Molly-Mae Hague has had another Instagram post banned, this time after she failed to include any mention of it being an ad.
It's the third time the 23-year-old influencer has been in trouble with the Advertising Standards Authority (ASA).
She posted a picture of her wearing a Pretty Little Thing (PLT) dress, along with a link to buy it, on her story.
The ASA said it was not "immediately clear" that she had a commercial interest in PLT.
Molly-Mae is a creative director at the company, with PLT confirming their contract expressly stated the requirement for her to include the "£ad" disclosure in posts.
Someone who saw the former Love Islander's post on Halloween last year complained, saying the ad didn't make its commercial intent clear.
The ASA said: "We noted that the story had appeared in Molly-Mae Hague's own account and did not contain any indication that it was a marketing communication."
A spokeswoman for Molly-Mae said the "#ad" disclosure had been left off by mistake and would be used in future.
PLT also said it had reminded Molly-Mae of the requirement to prevent any similar mistakes in future.
What are the rules?
This is the third time Molly-Mae has been called out by the ASA since 2020.
But she is by no means the first influencer to have been ticked off for not labelling an ad correctly on social media.
Newsbeat spoke to the ASA's compliance executive Ed Senior last year and he told us that "overall compliance was disappointing".
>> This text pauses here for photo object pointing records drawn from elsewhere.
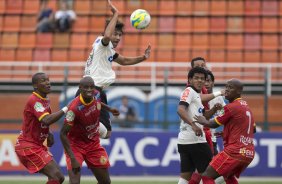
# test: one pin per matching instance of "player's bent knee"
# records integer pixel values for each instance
(59, 176)
(105, 181)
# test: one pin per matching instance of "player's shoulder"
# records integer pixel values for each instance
(97, 95)
(74, 103)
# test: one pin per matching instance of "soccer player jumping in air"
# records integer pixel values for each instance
(99, 63)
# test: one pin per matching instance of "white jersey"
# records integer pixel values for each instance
(212, 102)
(99, 64)
(186, 134)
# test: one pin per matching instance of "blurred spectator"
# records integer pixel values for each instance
(127, 113)
(64, 17)
(45, 19)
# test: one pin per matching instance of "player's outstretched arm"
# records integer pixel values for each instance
(114, 111)
(122, 60)
(52, 118)
(207, 123)
(209, 113)
(111, 26)
(63, 135)
(207, 97)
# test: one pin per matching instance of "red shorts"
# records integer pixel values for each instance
(208, 138)
(35, 158)
(227, 166)
(94, 157)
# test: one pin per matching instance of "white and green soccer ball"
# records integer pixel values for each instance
(140, 19)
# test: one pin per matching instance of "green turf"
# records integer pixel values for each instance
(128, 182)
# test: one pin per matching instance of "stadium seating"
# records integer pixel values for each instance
(244, 26)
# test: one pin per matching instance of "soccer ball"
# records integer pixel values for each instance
(140, 19)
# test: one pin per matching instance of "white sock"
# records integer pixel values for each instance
(102, 131)
(182, 181)
(219, 180)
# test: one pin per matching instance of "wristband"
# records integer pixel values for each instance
(217, 93)
(65, 109)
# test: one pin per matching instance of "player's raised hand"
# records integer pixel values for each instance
(115, 111)
(113, 8)
(147, 52)
(201, 120)
(75, 166)
(218, 134)
(197, 130)
(217, 106)
(50, 140)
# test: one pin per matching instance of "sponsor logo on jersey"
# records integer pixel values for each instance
(70, 116)
(99, 106)
(185, 94)
(201, 110)
(103, 160)
(38, 107)
(247, 153)
(81, 107)
(110, 58)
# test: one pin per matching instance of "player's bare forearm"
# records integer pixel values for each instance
(52, 118)
(207, 123)
(63, 136)
(114, 111)
(183, 114)
(112, 24)
(122, 60)
(206, 97)
(209, 113)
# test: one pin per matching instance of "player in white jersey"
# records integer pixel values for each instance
(195, 153)
(99, 63)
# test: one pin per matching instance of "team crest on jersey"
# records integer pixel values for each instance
(90, 58)
(38, 107)
(185, 94)
(221, 112)
(99, 106)
(81, 107)
(103, 160)
(70, 116)
(200, 110)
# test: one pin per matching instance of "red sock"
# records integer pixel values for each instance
(195, 178)
(207, 180)
(231, 180)
(53, 182)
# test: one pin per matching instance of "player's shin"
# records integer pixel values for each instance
(219, 180)
(231, 180)
(195, 178)
(207, 180)
(102, 131)
(182, 181)
(53, 182)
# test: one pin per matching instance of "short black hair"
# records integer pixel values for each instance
(196, 59)
(197, 70)
(34, 78)
(119, 25)
(209, 73)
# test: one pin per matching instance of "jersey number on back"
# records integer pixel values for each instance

The rules say content has to "be clear, obvious and identifiable as advertising".
Putting a hashtag #ad is one way, but he says they could also verbally say it's an advert at the start of a video.
"It needs to be clear and obviously up front, prior to engagement. So that's why, even when they added #ad at the end, it wouldn't be enough to comply with the rules," Ed said.
But what happens if the rules are broken?
As you'd expect, there are different levels of sanctions.
Ed says the ASA will get someone to amend the content so it follows the rules, or get them to remove it.
If things escalate, people can be placed on a public list, with the ASA working with platforms to remove further content and eventually even referring them to legal authorities.
The ASA has told Newsbeat there are measures in place specifically for influencers, including a non-compliance webpage which lists people who fail to label their content as ads - so naming and shaming basically.
From January, there has also been an "on-platform targeted ads sanction" on a handful of influencers who have been either unwilling or unable to consistently label when their posts are ads.
"We took out ads on Instagram, specifically flagging influencers who routinely break our rules and warning consumers about their content," a spokesman added.
Newsbeat has asked Molly-Mae's management for any additional comment.